5. In every case heard by District Judge Susan Williams and Judge Goodwin the police evidence was rubber stamped no matter how ludicrous. Williams specified that she found sex workers’ evidence “truthful”, admitted that “no evidence has been put before me of force and coercion” and acknowledged that a maid “is considered essential for safety”. But she went on to rule that the “lure of gain and the hope of a better life” for women who were “desperate to earn some money” amounted to “control” and “incitement”. Why is women’s poverty and the determination to get out of it being used to justify the closure of safer premises? How is this different from any other job? Aren’t all workers “incited” to work by the “lure of gain and the hope for a better life”? Should they be doing it for free? Once again sex workers are being discriminated against.
6. Westminster Council backed the raids despite Cllr. Nickie Aiken’s claims that: “Our policy is that if a brothel is just providing a sex service, we just turn a blind eye because we think it is safer for the women and safer for the residents and other businesses around.”
7. Met police commander Alison Newcomb misled the press by presenting the raids as necessary to “close brothels where we have evidence of very serious crimes happening, including rape and human trafficking.” But in NONE of the Closure Order cases has there been any evidence of rape or trafficking. Newcomb later admitted that “no specific number of women were suspected of being trafficked.” Some immigrant women were held for hours despite protesting they were not trafficked. The Met Police just got European Union funding to tackle trafficking – were the raids staged to justify this money and get more?
8. The case raised crucial issues. If police claims that women were controlled were allowed to stand, despite no evidence of force and coercion or even a named “operator” actively “directing” activities, then any sex worker flat anywhere can be closed, in fact any flat – if a friend helps a sex worker design a website, that can be taken as evidence of control and the flat closed. Thirty-seven premises were recently closed in Newham. Who will be safe then?
9. Senior police officers recently acknowledged that: “operations to tackle the trade are ‘counterproductive’ and likely to put the lives of women at risk”. http://www.theguardian.com/society/2014/jan/19/woman-killed-prostitute-police-blame
10. The prostitution laws which give police enormous powers to criminalise sex workers have resulted in abuses of power particularly against women working on the street. One woman described the discrimination and degradation she faces.

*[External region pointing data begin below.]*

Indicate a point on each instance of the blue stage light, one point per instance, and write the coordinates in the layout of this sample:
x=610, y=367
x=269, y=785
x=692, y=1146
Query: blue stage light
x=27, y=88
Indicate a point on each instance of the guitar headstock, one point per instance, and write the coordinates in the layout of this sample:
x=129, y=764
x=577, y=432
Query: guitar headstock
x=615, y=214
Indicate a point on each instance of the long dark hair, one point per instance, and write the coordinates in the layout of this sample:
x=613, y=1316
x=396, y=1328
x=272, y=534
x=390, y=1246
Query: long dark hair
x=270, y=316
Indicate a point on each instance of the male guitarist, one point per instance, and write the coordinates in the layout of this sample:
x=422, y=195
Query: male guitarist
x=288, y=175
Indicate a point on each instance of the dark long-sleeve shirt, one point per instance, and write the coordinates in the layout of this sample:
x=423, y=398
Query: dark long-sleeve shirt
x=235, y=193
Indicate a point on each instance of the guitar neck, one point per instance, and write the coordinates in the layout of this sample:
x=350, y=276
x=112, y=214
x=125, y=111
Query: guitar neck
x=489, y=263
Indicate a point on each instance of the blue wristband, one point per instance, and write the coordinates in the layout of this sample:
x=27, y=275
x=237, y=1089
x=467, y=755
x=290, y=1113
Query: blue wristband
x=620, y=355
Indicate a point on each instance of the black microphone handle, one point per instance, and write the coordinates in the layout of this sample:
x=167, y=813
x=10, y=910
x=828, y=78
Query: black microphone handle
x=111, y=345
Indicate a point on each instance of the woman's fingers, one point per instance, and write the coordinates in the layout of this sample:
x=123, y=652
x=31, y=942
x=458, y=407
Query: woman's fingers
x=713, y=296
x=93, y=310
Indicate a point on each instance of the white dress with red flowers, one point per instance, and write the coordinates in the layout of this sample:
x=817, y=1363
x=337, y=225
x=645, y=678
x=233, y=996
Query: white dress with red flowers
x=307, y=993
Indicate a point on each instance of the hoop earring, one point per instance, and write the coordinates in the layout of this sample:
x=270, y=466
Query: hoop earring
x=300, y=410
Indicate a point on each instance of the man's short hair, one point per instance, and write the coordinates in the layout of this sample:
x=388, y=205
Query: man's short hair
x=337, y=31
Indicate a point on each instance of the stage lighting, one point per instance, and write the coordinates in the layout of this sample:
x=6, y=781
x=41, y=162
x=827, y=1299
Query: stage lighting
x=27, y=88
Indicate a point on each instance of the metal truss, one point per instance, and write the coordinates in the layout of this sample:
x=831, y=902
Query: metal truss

“The police wait outside my house to catch me when I leave. It doesn’t matter how I’m dressed, who I’m with, where I’m going, they say I’m loitering. When they stop me they jeer at me, and make jokes at my expense, often sexually explicit jokes. When they arrest me I’m strip searched and they sometimes leave the door open so the male officers can see in. All this is to humiliate me.”
11.A motion by MEP Mary Honeyball to criminalise the clients of sex workers is due to be voted on in the European Parliament on 27th February. At a time of economic crisis when poverty among women and children is rising throughout Europe and more women, particularly mothers, are working in the sex industry to survive, how can women who call themselves feminists and claim to be concerned about women’s welfare justify prioritising an initiative against prostitution. False claims about trafficking are being used to justify this crackdown. Criminalising clients will not stop prostitution, nor will it stop the criminalisation of women. But it will make more dangerous and stigmatising for those of us who work as prostitutes.
12.New Zealand decriminalised 11 years ago, with verifiable improvements in sex workers health and welfare. Canada’s Supreme Court just ruled that criminalisation breached sex workers’ human rights.